# Robot waiter



## Danny McG (Aug 12, 2022)

My wife's sister lives in Eastbourne, last week her daughter took her to a local sports bar and restaurant for lunch.
This is what brings your meal out:-





Your browser is not able to display this video.


----------



## hitmouse (Aug 30, 2022)

I am waiting for this:


----------



## Vladd67 (Aug 30, 2022)

Not only waiters but home delivery,








						Robot grocery delivery service to expand in county - BBC News
					

Three towns in north Northamptonshire will now be able to access the service.




					www.bbc.co.uk
				



And security too.








						'cocobo' robot uses AI to ensure peace and security in public spaces of japan
					





					www.designboom.com


----------



## BAYLOR (Aug 30, 2022)

hitmouse said:


> I am waiting for this:
> 
> View attachment 92592



Still one the funniest science fiction satire films of all time


----------



## AllanR (Aug 30, 2022)

BAYLOR said:


> Still one the funniest science fiction satire films of all time


I loved when he was shown old films by historians and asked the significance....


----------



## BAYLOR (Aug 30, 2022)

AllanR said:


> I loved when he was shown old films by historians and asked the significance....



  The  Howard Cosell clip commentary was priceless .


----------



## Vladd67 (Aug 30, 2022)

God damn cheap Japanese flying packs


----------



## Ursa major (Aug 30, 2022)

I'd be more worried about lunch being a box of Maltesers than what "served" it.


----------



## Swank (Aug 30, 2022)

This is silly.

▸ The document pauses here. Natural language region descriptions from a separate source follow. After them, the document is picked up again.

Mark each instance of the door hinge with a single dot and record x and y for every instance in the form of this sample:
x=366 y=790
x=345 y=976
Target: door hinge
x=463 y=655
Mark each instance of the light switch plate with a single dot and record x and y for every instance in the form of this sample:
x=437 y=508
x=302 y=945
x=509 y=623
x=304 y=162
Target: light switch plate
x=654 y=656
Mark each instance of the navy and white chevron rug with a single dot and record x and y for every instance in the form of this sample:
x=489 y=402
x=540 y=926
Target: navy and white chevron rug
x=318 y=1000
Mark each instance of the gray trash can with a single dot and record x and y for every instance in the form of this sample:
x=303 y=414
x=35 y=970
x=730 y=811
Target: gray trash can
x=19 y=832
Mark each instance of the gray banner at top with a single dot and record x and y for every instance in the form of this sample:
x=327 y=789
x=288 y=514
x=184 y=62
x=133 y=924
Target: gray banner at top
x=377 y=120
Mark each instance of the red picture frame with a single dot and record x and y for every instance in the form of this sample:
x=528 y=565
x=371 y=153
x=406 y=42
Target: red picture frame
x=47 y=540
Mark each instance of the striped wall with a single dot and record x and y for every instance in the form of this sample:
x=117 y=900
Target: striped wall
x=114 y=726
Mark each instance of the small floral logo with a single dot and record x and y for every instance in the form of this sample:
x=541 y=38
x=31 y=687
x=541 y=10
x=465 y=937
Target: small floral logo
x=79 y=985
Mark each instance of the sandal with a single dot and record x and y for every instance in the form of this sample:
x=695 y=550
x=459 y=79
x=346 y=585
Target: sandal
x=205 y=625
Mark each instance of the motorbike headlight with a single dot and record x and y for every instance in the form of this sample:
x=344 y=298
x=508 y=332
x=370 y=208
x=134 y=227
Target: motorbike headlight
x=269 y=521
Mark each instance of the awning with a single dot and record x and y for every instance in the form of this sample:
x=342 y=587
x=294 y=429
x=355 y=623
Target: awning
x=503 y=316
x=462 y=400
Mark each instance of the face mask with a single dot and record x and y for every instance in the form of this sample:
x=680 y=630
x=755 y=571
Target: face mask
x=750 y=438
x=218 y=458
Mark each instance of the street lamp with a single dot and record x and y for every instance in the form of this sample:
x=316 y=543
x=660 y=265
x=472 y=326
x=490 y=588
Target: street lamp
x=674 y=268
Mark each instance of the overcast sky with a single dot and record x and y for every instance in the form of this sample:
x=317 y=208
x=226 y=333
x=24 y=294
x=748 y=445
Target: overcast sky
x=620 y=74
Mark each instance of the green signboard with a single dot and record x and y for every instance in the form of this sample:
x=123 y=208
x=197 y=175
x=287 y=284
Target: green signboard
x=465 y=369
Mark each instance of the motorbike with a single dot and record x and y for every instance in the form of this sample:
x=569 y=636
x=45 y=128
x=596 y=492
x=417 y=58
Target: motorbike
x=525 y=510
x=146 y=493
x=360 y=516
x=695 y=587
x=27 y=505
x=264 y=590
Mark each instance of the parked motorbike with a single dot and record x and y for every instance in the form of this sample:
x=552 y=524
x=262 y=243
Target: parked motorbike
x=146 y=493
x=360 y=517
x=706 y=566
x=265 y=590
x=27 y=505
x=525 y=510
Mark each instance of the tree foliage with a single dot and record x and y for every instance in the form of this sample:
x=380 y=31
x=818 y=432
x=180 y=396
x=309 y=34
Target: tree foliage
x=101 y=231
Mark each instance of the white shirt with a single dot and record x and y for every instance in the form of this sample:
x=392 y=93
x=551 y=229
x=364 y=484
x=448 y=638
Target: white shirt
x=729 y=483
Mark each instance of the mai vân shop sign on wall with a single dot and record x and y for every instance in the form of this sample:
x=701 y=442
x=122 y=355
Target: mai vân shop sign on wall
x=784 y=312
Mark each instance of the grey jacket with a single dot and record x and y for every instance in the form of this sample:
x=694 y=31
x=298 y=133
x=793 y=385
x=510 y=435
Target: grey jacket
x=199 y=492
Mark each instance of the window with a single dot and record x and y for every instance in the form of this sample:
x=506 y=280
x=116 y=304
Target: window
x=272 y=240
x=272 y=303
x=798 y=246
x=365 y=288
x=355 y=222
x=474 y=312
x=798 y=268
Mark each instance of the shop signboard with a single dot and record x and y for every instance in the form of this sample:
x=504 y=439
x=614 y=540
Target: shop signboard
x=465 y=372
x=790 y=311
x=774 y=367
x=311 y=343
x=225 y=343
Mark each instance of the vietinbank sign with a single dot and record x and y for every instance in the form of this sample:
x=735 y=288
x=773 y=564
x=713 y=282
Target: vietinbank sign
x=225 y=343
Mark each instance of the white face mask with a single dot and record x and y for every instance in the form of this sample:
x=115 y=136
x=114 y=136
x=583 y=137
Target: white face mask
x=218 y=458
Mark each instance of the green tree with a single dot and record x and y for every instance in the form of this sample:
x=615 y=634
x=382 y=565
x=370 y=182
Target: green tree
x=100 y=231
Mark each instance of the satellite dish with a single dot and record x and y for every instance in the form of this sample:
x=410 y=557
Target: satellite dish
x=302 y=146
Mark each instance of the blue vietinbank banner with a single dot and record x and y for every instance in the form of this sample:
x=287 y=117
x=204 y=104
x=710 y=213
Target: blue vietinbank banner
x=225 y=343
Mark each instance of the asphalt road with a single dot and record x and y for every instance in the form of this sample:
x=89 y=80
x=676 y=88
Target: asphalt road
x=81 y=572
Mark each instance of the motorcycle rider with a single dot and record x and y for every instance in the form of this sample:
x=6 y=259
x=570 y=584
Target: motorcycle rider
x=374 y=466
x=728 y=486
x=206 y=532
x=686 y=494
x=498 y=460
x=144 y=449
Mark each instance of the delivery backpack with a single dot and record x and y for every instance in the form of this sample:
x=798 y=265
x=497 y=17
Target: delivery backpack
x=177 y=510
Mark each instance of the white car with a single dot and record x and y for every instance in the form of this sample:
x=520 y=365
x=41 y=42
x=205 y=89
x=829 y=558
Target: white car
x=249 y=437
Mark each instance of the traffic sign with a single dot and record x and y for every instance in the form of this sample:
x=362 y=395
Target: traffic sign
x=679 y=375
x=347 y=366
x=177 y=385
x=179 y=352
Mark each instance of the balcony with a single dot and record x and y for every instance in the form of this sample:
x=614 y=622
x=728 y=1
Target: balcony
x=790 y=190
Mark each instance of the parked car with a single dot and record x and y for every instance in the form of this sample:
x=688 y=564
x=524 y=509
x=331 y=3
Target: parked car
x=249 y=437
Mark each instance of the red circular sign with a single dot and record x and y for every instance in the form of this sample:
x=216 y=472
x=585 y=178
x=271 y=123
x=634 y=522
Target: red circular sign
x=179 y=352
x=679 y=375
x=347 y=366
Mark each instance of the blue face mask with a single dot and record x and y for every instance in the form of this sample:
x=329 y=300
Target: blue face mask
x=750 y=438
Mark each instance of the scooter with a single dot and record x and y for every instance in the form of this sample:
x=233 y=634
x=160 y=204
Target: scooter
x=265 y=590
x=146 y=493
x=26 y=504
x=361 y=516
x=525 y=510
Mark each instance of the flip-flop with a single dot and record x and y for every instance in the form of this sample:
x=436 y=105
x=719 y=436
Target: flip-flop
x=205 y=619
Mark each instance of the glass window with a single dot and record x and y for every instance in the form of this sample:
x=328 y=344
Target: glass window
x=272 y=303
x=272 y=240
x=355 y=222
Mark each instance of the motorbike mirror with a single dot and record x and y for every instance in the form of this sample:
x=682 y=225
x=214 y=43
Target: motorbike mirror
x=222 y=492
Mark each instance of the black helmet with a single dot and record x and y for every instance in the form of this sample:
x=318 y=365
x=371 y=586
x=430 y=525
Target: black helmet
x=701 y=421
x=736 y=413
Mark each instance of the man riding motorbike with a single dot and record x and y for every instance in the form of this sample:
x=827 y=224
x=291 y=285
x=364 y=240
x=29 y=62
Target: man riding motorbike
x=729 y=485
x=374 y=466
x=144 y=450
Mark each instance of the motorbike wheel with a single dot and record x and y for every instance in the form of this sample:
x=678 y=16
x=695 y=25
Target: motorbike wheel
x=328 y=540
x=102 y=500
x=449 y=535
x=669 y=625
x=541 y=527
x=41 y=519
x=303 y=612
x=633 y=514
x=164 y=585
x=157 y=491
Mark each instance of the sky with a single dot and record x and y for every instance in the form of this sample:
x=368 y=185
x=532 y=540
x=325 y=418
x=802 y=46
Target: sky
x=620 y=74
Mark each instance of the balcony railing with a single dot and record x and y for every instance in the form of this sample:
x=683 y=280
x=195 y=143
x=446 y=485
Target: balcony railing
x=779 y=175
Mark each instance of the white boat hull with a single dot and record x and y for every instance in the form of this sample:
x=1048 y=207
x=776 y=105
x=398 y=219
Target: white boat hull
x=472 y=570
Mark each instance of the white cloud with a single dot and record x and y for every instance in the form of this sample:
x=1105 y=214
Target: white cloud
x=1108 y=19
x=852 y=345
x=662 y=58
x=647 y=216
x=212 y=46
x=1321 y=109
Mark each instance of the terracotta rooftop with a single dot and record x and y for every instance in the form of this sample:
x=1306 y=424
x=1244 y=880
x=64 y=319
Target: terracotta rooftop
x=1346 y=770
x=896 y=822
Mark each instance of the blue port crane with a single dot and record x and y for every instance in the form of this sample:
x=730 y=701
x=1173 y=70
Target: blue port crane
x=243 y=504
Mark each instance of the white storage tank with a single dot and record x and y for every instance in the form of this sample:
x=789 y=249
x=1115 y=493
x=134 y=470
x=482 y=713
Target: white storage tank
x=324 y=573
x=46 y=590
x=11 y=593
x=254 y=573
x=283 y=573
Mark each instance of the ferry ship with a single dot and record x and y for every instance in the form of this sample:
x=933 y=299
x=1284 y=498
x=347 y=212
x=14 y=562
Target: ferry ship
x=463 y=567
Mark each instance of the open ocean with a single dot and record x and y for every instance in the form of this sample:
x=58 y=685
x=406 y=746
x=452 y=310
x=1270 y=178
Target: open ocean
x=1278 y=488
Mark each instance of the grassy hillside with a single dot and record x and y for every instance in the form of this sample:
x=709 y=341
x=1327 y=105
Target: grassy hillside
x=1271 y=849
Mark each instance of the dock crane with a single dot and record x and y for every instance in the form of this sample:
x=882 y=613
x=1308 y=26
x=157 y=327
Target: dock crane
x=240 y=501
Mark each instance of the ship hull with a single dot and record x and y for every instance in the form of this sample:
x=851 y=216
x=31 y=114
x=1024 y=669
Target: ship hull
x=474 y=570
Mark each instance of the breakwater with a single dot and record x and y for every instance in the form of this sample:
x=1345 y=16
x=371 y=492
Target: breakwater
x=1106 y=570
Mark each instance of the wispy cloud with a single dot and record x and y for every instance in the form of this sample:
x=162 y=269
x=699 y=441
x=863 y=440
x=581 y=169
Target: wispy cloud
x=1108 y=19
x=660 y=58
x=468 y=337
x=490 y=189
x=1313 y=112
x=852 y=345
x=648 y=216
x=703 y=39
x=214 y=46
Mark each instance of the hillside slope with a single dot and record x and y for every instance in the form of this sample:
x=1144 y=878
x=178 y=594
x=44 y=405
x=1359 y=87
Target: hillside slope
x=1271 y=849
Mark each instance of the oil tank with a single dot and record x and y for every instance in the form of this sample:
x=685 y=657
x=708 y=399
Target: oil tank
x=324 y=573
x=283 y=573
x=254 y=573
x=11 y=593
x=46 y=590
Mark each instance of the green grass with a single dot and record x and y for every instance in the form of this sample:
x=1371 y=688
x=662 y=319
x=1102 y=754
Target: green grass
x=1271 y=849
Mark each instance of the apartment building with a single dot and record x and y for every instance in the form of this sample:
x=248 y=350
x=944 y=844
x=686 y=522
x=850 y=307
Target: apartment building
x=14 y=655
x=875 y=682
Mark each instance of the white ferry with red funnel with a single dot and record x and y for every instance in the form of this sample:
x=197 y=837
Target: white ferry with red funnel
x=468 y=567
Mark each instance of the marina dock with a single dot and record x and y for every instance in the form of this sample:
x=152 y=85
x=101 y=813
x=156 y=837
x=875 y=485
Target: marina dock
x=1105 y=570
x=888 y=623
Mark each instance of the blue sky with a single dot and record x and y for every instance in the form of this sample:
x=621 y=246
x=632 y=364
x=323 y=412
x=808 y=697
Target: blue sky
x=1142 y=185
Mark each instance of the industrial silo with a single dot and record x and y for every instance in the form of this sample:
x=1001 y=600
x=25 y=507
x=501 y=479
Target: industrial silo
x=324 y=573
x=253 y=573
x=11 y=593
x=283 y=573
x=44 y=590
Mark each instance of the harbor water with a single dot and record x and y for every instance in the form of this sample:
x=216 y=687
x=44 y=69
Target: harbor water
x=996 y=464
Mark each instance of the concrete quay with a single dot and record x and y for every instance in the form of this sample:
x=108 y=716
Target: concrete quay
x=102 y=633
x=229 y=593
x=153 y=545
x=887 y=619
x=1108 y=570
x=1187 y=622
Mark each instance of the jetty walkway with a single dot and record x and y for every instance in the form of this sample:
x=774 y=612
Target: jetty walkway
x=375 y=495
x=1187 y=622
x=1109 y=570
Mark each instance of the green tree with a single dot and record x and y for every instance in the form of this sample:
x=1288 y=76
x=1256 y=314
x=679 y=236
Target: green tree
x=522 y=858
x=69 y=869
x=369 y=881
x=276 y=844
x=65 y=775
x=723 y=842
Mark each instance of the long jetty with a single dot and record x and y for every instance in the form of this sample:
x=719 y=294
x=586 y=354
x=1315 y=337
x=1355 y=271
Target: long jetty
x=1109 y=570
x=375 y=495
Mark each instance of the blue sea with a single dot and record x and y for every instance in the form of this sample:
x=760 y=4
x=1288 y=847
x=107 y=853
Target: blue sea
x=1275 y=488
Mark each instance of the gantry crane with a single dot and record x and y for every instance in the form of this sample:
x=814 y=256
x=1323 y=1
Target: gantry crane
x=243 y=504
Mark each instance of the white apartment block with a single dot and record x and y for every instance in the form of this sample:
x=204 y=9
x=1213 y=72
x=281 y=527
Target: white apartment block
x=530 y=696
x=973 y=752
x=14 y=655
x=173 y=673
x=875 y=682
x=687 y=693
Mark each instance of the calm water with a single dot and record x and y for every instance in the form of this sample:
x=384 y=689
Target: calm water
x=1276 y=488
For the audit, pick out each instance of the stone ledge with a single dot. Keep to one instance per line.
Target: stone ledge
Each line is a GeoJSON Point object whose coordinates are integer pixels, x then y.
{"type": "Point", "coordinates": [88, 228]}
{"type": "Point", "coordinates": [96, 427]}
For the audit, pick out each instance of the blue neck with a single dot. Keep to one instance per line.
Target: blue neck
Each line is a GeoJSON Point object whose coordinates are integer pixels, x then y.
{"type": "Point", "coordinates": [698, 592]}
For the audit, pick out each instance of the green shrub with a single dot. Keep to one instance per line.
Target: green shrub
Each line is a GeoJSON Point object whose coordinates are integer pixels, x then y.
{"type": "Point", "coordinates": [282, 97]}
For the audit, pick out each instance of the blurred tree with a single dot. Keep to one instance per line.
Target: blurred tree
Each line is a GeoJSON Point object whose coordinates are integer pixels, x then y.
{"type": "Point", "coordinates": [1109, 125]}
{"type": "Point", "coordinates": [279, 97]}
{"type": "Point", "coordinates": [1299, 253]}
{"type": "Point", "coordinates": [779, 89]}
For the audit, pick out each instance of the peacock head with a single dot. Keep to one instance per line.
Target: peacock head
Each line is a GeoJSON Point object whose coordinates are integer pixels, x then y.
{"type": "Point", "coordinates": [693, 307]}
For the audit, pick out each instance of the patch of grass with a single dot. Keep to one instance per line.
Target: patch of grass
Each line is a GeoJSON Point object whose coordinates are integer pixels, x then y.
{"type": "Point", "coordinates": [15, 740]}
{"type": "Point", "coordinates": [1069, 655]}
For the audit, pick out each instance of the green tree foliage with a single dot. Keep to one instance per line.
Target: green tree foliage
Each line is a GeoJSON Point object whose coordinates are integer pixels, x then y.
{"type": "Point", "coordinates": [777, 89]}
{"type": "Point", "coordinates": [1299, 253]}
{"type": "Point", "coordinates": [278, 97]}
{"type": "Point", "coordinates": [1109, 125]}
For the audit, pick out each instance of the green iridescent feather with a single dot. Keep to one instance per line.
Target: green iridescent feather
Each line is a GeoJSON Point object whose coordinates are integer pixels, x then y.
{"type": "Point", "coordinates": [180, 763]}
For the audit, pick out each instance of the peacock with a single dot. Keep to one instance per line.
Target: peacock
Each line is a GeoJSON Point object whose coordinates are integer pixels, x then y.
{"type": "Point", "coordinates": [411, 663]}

Don't want waiters? It's called a cafeteria.


----------



## Wayne Mack (Aug 30, 2022)

Many years ago, my sister took us to a favorite pizza place of her kids. It had a model railroad that ran in and out of the walls and was used to bring drinks to tables. Each table had a door that would unlock when the train stopped at a table to allow the unloading of drinks from a flatcar.


----------



## Guttersnipe (Sep 1, 2022)

Was it necessary to make the robot so cute?


----------



## Ursa major (Sep 2, 2022)

The Japanese** seem to think so.


** - I'm sure I've seen that type of face on a number of their automatons shown on the TV.


----------



## Swank (Sep 2, 2022)

Guttersnipe said:


> Was it necessary to make the robot so cute?


To make your eventual murder more ironic.


----------